One person thinks that David Letterman has not only lost his touch, but that he's a warmongering cheerleader for George Bush:
Anyone out there see the Letterman-O'Reilly dust-up last week? On the surface it looked like a seminal moment in modern television history, a Godzilla v. Megalon monster epic in which Godzilla was finally toppled just outside the Tokyo city gates. Keeled over, its rubber eyes flitting dumbly against the cardboard landscape, we finally saw the great lizard's vulnerable side. It was almost possible to feel sorry for Bill O'Reilly, who had trotted out on set with the peace-offering of a plastic sword and shield, expecting to make nice with his fellow overpaid TV icon -- but who instead ended up skewered and turned over the video-spit by the end of the segment, with an apple in his mouth and Sumner Redstone's massive billionaire foot wedged firmly in his ass.
For the rest of his days, few people will forget the image of O'Reilly sitting glumly and taking it while some smug ex-weatherman called him a "bonehead" to raucous studio applause. Which is too bad, because Bill O'Reilly wasn't even the dumbest person on the set that day. For that honor my vote goes to Letterman. Here's Letterman's explanation of his initial position on the Iraq war:
I think I sort of felt the way everybody did. We felt like we wanted to do something, because something terrible had been done to us. We did not understand exactly why, all we knew was something terrible, something heinous, something obscene had been done to us. So, while it didn't necessarily make as much sense to go in to Iraq as it did perhaps to go into Afghanistan, I like most everybody else felt like, yes, we need to do something. We need to do something. And as the weeks turned into months, turned into years, and one death became a dozen deaths became a hundred deaths became a thousand deaths, then we began to realize, you know what, maybe we're causing more trouble over there than the whole effort has been worth.
I've got no idea why one would concider him a "Warmongering Cheerleader for Bush" by those comments. He's expressed a feeling a lot of people had in the days and weeks and years after 9/11, not just Republicans but Democrats too.
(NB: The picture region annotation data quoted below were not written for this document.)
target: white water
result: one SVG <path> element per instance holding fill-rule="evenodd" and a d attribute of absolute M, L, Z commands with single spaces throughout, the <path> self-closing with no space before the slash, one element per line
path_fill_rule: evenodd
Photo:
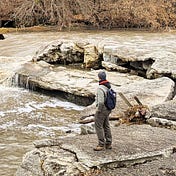
<path fill-rule="evenodd" d="M 176 33 L 147 32 L 45 32 L 11 33 L 0 41 L 0 175 L 14 175 L 22 156 L 37 139 L 79 132 L 76 123 L 83 107 L 17 87 L 9 87 L 21 64 L 31 60 L 39 47 L 53 40 L 82 40 L 99 46 L 119 44 L 135 50 L 175 52 Z"/>

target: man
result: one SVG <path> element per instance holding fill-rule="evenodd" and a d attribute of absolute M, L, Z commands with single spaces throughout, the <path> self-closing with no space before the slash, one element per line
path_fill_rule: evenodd
<path fill-rule="evenodd" d="M 109 124 L 109 114 L 111 110 L 108 110 L 105 106 L 105 100 L 107 96 L 107 90 L 111 88 L 110 83 L 106 80 L 106 73 L 100 71 L 98 73 L 99 87 L 96 94 L 96 113 L 95 113 L 95 130 L 98 137 L 98 145 L 94 148 L 95 151 L 101 151 L 106 149 L 112 149 L 112 135 Z"/>

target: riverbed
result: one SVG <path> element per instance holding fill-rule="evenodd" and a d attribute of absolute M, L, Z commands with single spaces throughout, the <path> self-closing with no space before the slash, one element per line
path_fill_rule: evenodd
<path fill-rule="evenodd" d="M 100 47 L 111 43 L 122 48 L 173 53 L 176 45 L 176 33 L 140 31 L 28 32 L 4 36 L 6 39 L 0 41 L 0 175 L 6 176 L 15 174 L 34 140 L 79 133 L 77 120 L 83 106 L 11 84 L 15 71 L 30 61 L 42 45 L 53 40 L 75 40 Z"/>

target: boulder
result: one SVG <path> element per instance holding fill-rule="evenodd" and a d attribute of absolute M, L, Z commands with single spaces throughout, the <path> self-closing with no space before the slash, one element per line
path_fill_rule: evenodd
<path fill-rule="evenodd" d="M 152 64 L 151 68 L 147 71 L 147 78 L 157 78 L 162 76 L 168 76 L 172 79 L 176 79 L 176 54 L 166 51 L 159 51 L 155 53 L 157 59 Z"/>
<path fill-rule="evenodd" d="M 97 48 L 92 45 L 86 45 L 84 47 L 84 64 L 85 68 L 99 68 L 101 63 L 99 59 L 99 53 Z"/>
<path fill-rule="evenodd" d="M 111 124 L 112 125 L 112 124 Z M 162 135 L 161 135 L 162 134 Z M 77 135 L 51 139 L 28 152 L 19 166 L 16 176 L 69 175 L 85 173 L 92 168 L 118 170 L 121 167 L 143 167 L 143 163 L 163 161 L 175 151 L 175 131 L 149 125 L 112 126 L 113 148 L 95 152 L 96 134 Z M 55 140 L 55 139 L 54 139 Z M 165 165 L 163 165 L 164 167 Z M 158 170 L 161 165 L 156 165 Z M 117 169 L 118 168 L 118 169 Z M 172 169 L 176 168 L 172 163 Z"/>
<path fill-rule="evenodd" d="M 157 104 L 152 107 L 152 117 L 176 121 L 176 99 Z"/>

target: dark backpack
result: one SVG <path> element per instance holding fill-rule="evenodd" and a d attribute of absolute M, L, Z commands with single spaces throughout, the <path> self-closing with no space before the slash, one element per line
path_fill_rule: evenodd
<path fill-rule="evenodd" d="M 107 90 L 107 96 L 105 100 L 105 106 L 109 109 L 112 110 L 116 106 L 116 92 L 113 89 L 108 89 Z"/>

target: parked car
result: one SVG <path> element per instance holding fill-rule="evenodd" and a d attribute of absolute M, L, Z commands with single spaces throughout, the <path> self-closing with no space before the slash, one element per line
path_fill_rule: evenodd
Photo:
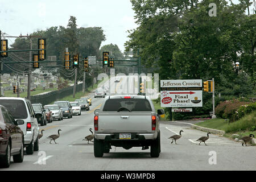
<path fill-rule="evenodd" d="M 24 121 L 15 121 L 8 110 L 0 105 L 0 167 L 9 167 L 11 156 L 13 162 L 21 163 L 24 156 L 24 135 L 18 125 Z"/>
<path fill-rule="evenodd" d="M 94 92 L 94 98 L 101 97 L 105 97 L 105 91 L 102 89 L 97 89 Z"/>
<path fill-rule="evenodd" d="M 52 123 L 53 119 L 52 118 L 52 112 L 48 108 L 44 108 L 44 109 L 46 110 L 46 121 L 49 123 Z"/>
<path fill-rule="evenodd" d="M 102 157 L 111 146 L 128 150 L 133 147 L 149 148 L 151 157 L 160 152 L 159 116 L 148 96 L 112 96 L 94 111 L 94 156 Z"/>
<path fill-rule="evenodd" d="M 57 104 L 62 109 L 62 113 L 64 117 L 70 118 L 72 117 L 72 106 L 68 101 L 55 101 L 54 104 Z"/>
<path fill-rule="evenodd" d="M 81 115 L 81 106 L 77 102 L 70 102 L 70 104 L 72 106 L 73 114 Z"/>
<path fill-rule="evenodd" d="M 52 119 L 57 119 L 59 121 L 63 119 L 62 109 L 58 105 L 46 105 L 44 107 L 49 109 L 52 112 Z"/>
<path fill-rule="evenodd" d="M 92 98 L 89 98 L 89 97 L 81 97 L 81 98 L 80 98 L 80 99 L 86 100 L 87 101 L 88 101 L 88 102 L 89 102 L 89 105 L 90 105 L 90 106 L 92 105 Z"/>
<path fill-rule="evenodd" d="M 81 106 L 81 110 L 89 110 L 90 106 L 87 100 L 85 99 L 77 99 L 76 101 Z"/>
<path fill-rule="evenodd" d="M 32 107 L 33 107 L 35 113 L 41 113 L 42 114 L 42 118 L 38 118 L 38 122 L 40 123 L 41 126 L 46 125 L 47 121 L 46 120 L 46 110 L 43 105 L 40 103 L 33 104 L 32 104 Z"/>
<path fill-rule="evenodd" d="M 26 154 L 33 154 L 34 151 L 38 151 L 39 126 L 37 118 L 42 118 L 42 114 L 35 114 L 30 101 L 24 98 L 0 97 L 0 105 L 6 107 L 16 121 L 24 121 L 24 123 L 19 126 L 24 134 Z"/>

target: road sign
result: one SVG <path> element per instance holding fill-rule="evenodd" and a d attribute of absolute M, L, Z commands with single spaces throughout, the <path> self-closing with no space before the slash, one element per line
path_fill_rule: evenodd
<path fill-rule="evenodd" d="M 161 91 L 161 107 L 202 107 L 202 90 Z"/>
<path fill-rule="evenodd" d="M 96 64 L 96 56 L 88 56 L 88 64 Z"/>
<path fill-rule="evenodd" d="M 172 108 L 172 112 L 192 112 L 192 108 Z"/>

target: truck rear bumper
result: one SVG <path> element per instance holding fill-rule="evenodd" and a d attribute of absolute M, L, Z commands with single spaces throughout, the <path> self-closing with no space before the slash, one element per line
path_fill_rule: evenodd
<path fill-rule="evenodd" d="M 157 137 L 157 133 L 150 134 L 131 134 L 131 139 L 125 140 L 152 140 L 155 139 Z M 95 134 L 95 138 L 98 140 L 125 140 L 119 139 L 119 134 Z"/>

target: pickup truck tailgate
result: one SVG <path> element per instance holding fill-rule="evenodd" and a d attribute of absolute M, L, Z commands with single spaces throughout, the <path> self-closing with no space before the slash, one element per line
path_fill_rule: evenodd
<path fill-rule="evenodd" d="M 151 112 L 104 112 L 98 115 L 99 133 L 151 133 Z"/>

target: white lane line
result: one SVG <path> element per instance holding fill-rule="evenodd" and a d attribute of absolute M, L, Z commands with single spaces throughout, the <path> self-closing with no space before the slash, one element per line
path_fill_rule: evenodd
<path fill-rule="evenodd" d="M 166 127 L 166 129 L 167 129 L 168 130 L 171 131 L 172 132 L 172 133 L 174 133 L 176 134 L 176 135 L 179 135 L 178 133 L 176 133 L 175 131 L 172 131 L 172 130 L 168 129 L 168 127 Z"/>
<path fill-rule="evenodd" d="M 196 144 L 199 144 L 200 143 L 200 142 L 197 142 L 197 141 L 193 141 L 192 139 L 188 139 L 189 141 L 191 141 L 191 142 L 193 143 L 196 143 Z M 205 142 L 205 143 L 216 143 L 216 144 L 234 144 L 234 143 L 232 143 L 232 142 L 225 142 L 225 141 L 222 141 L 223 142 L 210 142 L 210 141 L 207 141 Z M 225 143 L 224 143 L 225 142 Z M 201 142 L 203 143 L 203 142 Z"/>
<path fill-rule="evenodd" d="M 47 157 L 43 158 L 42 159 L 40 159 L 40 160 L 38 160 L 37 162 L 34 163 L 34 164 L 43 164 L 44 162 L 47 160 L 49 158 L 51 158 L 51 157 L 53 156 L 53 155 L 48 155 Z"/>

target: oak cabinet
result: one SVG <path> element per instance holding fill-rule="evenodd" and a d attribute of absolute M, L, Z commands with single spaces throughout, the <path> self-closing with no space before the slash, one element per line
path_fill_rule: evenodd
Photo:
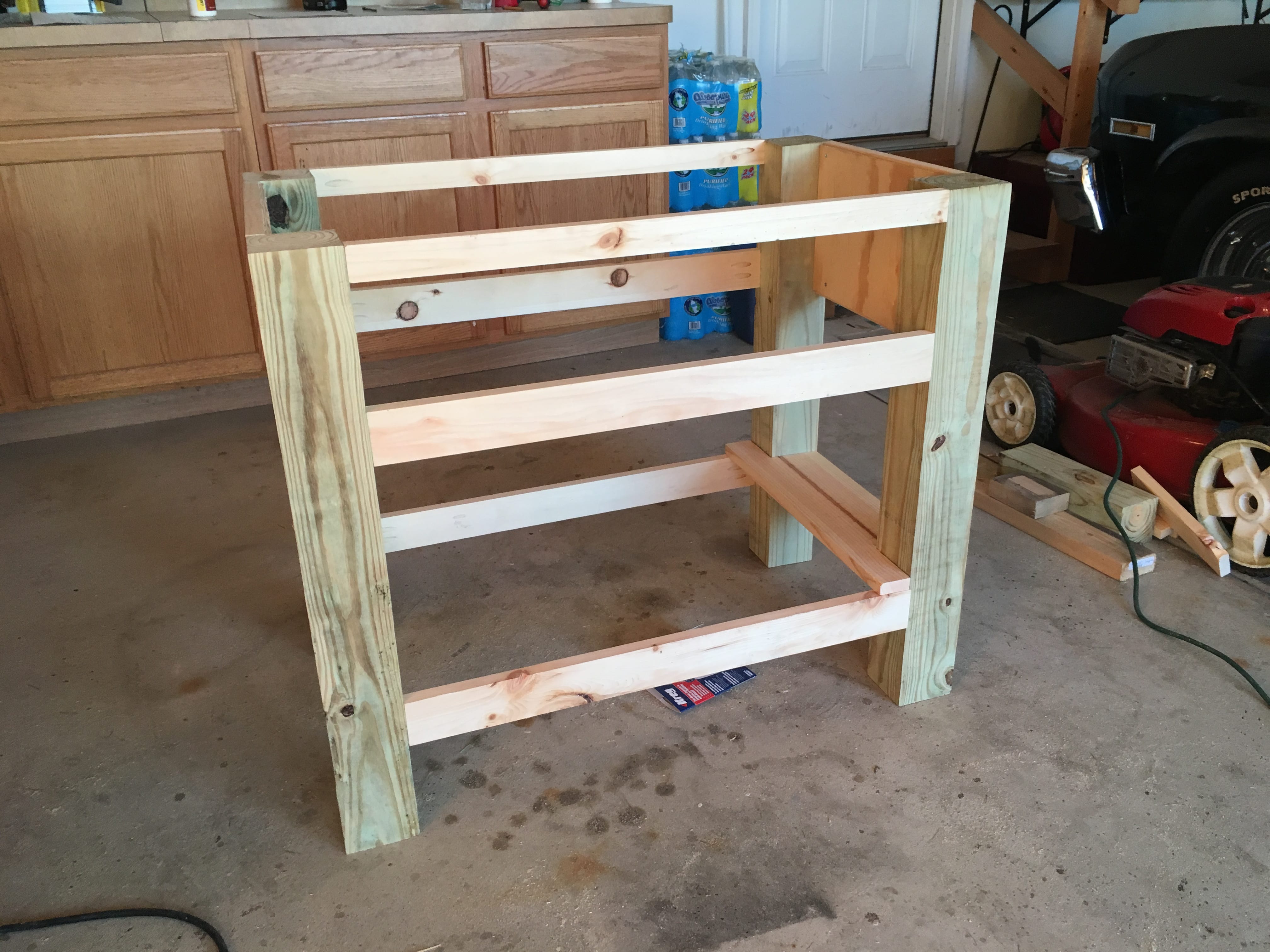
<path fill-rule="evenodd" d="M 268 126 L 276 169 L 472 159 L 485 154 L 483 116 L 408 116 Z M 324 228 L 343 241 L 442 235 L 494 227 L 489 189 L 436 189 L 319 199 Z M 358 336 L 363 358 L 404 357 L 480 341 L 489 321 L 384 330 Z"/>
<path fill-rule="evenodd" d="M 259 373 L 237 129 L 0 142 L 0 279 L 36 401 Z"/>
<path fill-rule="evenodd" d="M 513 109 L 490 113 L 489 121 L 494 155 L 578 152 L 665 143 L 665 105 L 662 99 Z M 655 215 L 667 207 L 664 175 L 498 185 L 494 194 L 500 228 L 630 218 Z M 664 301 L 550 311 L 507 317 L 504 333 L 519 335 L 561 327 L 594 327 L 664 315 Z"/>
<path fill-rule="evenodd" d="M 244 171 L 664 143 L 668 13 L 384 36 L 253 20 L 260 38 L 0 50 L 13 93 L 0 105 L 0 411 L 262 374 Z M 320 215 L 357 241 L 640 216 L 665 208 L 664 189 L 652 175 L 329 197 Z M 662 314 L 404 322 L 358 344 L 381 359 Z"/>

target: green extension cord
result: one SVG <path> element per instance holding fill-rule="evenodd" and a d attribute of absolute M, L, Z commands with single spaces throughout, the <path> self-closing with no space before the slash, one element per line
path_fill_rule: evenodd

And it must be even harder to sort things out when you're a New Yorker, and Letterman is literally a symbol of New York to many.
I'm surprised no one has mentioned the birth of Letterman's son Harry.
I'm surprised no one has mentioned the birth of Letterman's son Harry.
I did.
I liked Jay as a standup comic and regular guest on Dave's show. It's a shame they fell out over the Tonight Show.
I know how badly Dave wanted to be Johnny's successor, but I wonder how well that really would have worked out for him.